Adenosine 2A Receptors Link Astrocytic Alpha-1 Adrenergic Signaling to Wake-Promoting Dopamine Neurons.

Abstract

Background: Sleep and arousal disorders are common, but the underlying physiology of wakefulness is not fully understood. The locus coeruleus promotes arousal via alpha-1 adrenergic receptor (α₁AR) driven recruitment of wake-promoting dopamine (DA) neurons in the ventral periaqueductal gray (vPAG^DA neurons). α₁AR expression is enriched on vPAG astrocytes, and chemogenetic activation of astrocytic G_q signaling promotes wakefulness.

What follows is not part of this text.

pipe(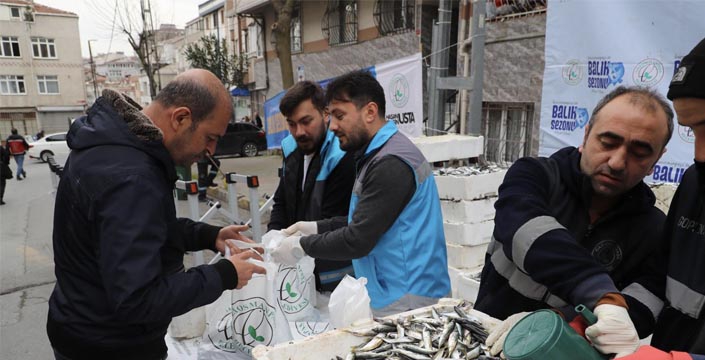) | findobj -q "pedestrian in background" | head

Astrocytes can release extracellular "gliotransmitters," such as ATP and adenosine, but the mechanism underlying how vPAG astrocytic α₁ARs influence sleep/wake behavior and vPAG^DA neuron physiology is unknown.

Methods: In this study, we utilized genetic manipulations with ex vivo calcium imaging in vPAG^DA neurons and astrocytes, patch-clamp electrophysiology, and behavioral experiments in mice to probe our hypothesis that astrocytic α₁ARs mediate noradrenergic modulation of wake-promoting vPAG^DA neurons via adenosine signaling.

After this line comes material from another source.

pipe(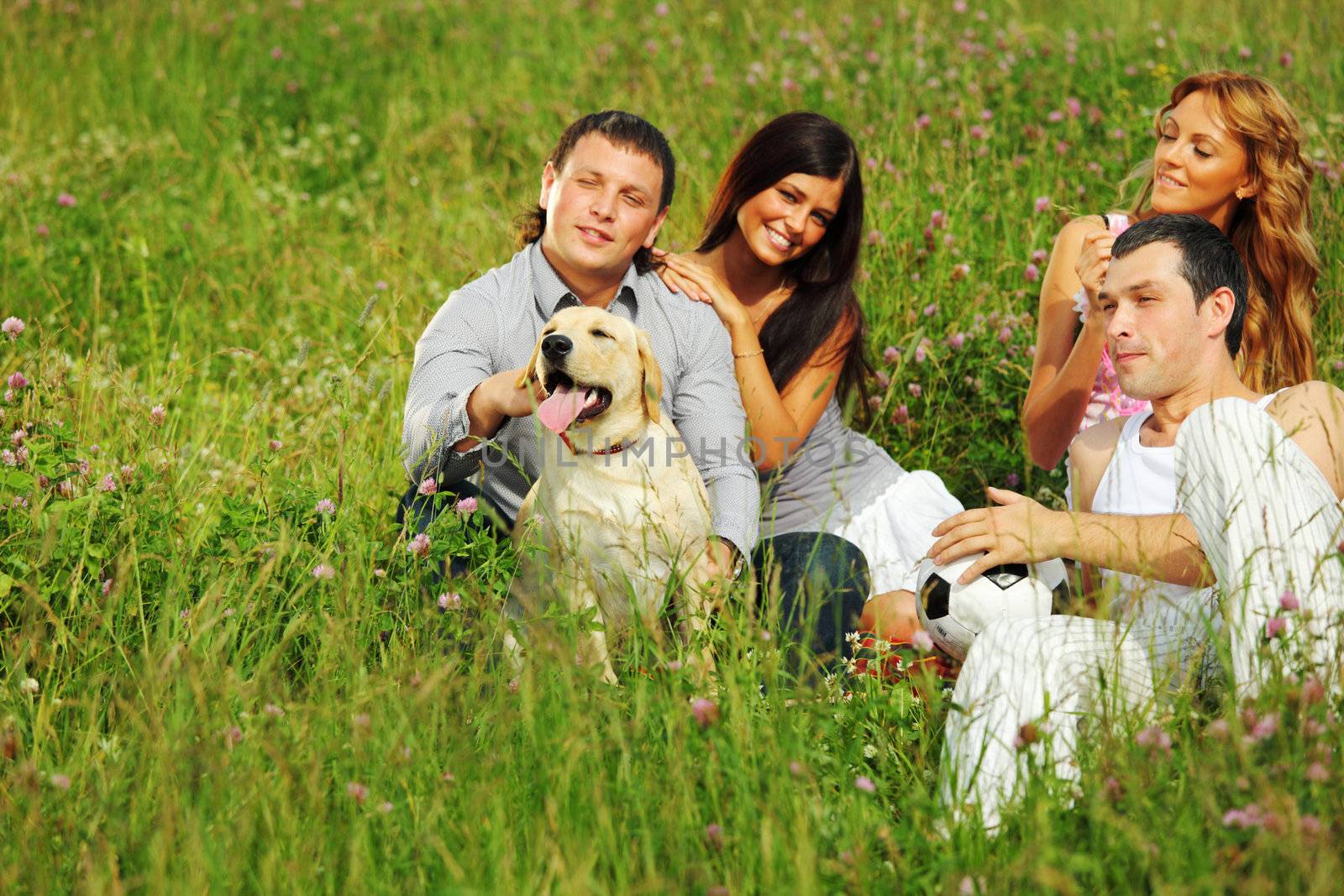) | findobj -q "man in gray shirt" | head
[402,110,761,574]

Results: Activation of α₁ARs with phenylephrine increased calcium transients in vPAG^DA neurons and vPAG astrocytes, and increased vPAG^DA neuron excitability ex vivo. Chemogenetic Gq-DREADD activation of vPAG astrocytes similarly increased vPAG^DA neuron calcium activity and intrinsic excitability. Conversely, shRNA knockdown of vPAG astrocytic α₁ARs reduced the excitatory effect of phenylephrine on vPAG^DA neurons and blunted arousal during the wake phase. Pharmacological blockade of adenosine 2A (A_2A) receptors precludes the α₁AR-induced increase in vPAG^DA calcium activity and excitability in brain slices, as well as the wake-promoting effects of vPAG α₁AR activation in vivo.

Conclusions: We have identified a crucial role for vPAG astrocytic α₁AR receptors in sustaining arousal through heightened excitability and activity of vPAG^DA neurons mediated by local A_2A receptors.